Y'all Git! Go on Home! John Burke! John Burke, come help!
I was sitting in the ruined flowers, crying and crying, and it was too late to undo what I had done
For as I gazed at the immobile face with the sad, weary eyes. I gazed upon the kind of reality that is hidden to childhood
Lizabeth at the beginning of the story is impulsive and doesn't understand Miss Lottie and why she is how she is. This is demonstrated when Lizabeth and the other children decide to throw rocks at Miss Lottie's marigolds and circle around Miss Lottie calling her a witch.
When she is transitioning to an adultlike state of mind she finally starts to feel remorse for what she has done and understands that some things can't be fixed. When she is sitting in the ruined marigolds with Joey she realizes that which is why I choose this scene for her transitioning moment as a character as a whole.

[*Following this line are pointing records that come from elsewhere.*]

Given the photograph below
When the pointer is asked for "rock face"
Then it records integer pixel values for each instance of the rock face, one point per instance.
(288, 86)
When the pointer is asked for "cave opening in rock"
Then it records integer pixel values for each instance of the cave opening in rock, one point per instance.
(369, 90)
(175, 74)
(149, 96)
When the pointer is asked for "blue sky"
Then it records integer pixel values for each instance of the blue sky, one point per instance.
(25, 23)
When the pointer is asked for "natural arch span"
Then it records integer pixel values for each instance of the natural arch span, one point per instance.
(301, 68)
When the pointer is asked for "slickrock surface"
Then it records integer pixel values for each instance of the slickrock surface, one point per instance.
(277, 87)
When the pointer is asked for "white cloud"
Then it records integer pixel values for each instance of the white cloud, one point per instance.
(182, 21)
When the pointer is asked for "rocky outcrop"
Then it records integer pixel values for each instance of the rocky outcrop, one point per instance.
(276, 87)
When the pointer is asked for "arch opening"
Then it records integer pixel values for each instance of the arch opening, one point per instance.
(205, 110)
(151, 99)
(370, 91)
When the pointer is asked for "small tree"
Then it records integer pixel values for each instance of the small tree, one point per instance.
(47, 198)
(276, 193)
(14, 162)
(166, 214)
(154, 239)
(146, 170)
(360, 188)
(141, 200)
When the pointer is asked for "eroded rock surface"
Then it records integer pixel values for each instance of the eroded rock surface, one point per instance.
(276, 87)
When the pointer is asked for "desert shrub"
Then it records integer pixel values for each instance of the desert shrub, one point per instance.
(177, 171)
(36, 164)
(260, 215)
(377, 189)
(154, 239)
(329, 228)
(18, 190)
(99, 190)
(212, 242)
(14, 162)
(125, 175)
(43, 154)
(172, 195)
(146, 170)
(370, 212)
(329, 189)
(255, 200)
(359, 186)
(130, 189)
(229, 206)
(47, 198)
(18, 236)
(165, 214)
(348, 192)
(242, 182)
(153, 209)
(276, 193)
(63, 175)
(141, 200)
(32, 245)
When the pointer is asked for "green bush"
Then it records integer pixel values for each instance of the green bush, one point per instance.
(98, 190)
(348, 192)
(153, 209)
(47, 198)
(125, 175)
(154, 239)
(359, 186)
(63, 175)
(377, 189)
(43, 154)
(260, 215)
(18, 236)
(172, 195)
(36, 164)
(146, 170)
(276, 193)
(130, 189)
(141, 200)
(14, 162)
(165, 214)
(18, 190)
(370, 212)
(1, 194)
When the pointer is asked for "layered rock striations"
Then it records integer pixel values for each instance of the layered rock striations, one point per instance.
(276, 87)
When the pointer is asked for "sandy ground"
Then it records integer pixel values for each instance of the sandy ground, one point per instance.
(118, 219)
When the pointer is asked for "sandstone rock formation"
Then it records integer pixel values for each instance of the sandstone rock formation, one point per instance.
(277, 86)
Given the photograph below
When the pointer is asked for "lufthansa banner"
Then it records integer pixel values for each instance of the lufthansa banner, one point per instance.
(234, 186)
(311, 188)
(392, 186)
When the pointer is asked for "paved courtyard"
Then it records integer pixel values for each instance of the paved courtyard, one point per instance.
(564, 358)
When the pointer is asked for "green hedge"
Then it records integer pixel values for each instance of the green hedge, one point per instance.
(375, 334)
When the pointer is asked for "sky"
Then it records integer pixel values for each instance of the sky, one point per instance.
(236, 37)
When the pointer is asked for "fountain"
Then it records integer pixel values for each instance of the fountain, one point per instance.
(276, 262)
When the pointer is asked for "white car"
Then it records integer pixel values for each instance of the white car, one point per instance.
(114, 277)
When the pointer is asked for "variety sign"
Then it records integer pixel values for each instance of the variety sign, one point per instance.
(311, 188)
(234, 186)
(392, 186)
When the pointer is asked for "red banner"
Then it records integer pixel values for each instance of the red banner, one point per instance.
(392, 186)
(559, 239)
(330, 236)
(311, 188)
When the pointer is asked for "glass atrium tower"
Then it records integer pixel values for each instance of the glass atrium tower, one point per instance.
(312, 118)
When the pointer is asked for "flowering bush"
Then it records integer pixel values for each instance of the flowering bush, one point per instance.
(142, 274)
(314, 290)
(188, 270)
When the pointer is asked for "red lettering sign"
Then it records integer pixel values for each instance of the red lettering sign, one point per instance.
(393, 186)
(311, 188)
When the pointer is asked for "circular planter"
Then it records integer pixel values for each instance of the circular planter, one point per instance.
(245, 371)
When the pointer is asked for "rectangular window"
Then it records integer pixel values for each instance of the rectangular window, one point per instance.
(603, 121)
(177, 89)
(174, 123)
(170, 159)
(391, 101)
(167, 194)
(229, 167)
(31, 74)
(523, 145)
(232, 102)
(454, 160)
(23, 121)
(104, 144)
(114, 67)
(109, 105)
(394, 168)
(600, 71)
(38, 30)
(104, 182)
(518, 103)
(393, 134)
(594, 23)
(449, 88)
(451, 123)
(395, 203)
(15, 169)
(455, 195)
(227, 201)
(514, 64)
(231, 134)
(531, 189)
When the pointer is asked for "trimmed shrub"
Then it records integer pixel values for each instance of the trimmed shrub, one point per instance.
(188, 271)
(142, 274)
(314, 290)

Lizabeth realizes why Miss Lottie plants the marigolds and her eyes are opened to the reality of life. She realizes this when she is gazing upon Miss Lottie's face and is compassionate enough to understand Miss Lottie. This is the defining moment for Lizabeth's character because she thinks about what another person is feeling. As sh says in the book Miss Lottie was just a broken old woman who dared to create beauty in squalor.